How is major depression different from bipolar disorder?

Dr. Ruth White, MPH
Social Work Specialist
Major depression is one aspect of bipolar disorder but bipolar disorder also includes mania, which is a high mood that is not necessarily a 'happy' mood but in its extreme can cause psychosis. Sometimes people with bipolar disorder is diagnosed with major depression because that is when they seek help and so the mania aspect of their illness is not diagnosed because the practitioner may not have asked the questions about mania. This is becoming less so as doctors are getting more aware of the risks of prescribing anti-depressants to people with bipolar disorder who may become manic as a result.
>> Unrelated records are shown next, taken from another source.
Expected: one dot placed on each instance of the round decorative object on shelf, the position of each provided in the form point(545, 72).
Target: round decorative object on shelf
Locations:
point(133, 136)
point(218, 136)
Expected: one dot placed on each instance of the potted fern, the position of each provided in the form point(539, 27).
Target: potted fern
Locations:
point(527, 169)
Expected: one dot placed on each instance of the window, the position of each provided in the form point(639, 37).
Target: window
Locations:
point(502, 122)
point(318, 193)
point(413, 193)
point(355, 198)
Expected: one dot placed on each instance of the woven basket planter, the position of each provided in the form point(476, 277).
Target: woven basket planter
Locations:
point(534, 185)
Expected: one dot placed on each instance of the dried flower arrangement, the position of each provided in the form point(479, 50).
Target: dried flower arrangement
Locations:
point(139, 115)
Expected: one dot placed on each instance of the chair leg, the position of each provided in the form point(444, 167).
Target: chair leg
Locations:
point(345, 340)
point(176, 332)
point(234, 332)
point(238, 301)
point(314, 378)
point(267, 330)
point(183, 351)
People that have major depression feel sad, lack energy, lose interest in doing things they enjoy, and feel physical pain. People with bipolar disorder also go through periods with the same symptoms. However, the difference is that sometimes they go into a period of mania characterized by high risk behavior, agitation, high energy levels, and increased impulsivity. Some people who are diagnosed with clinical depression may actually suffer from bipolar disorder because doctors can only make a diagnosis using the current symptoms.

Dr. Jeffrey Gardere, PhD
Psychology Specialist

Major depression is different from bipolar disorder in that the main symptom for depression is unipolar, while bipolar disorder has symptoms of both depression and mania. Watch psychologist Jeffrey Gardere, PhD, explain these important differences.

Dr. Charles J. Sophy, MD
Adolescent Medicine Specialist

With bipolar disorder you have symptoms of depression as well as hypomania or mania. Instead of having just major depression, you will have periods of normal mood and then high mood swings.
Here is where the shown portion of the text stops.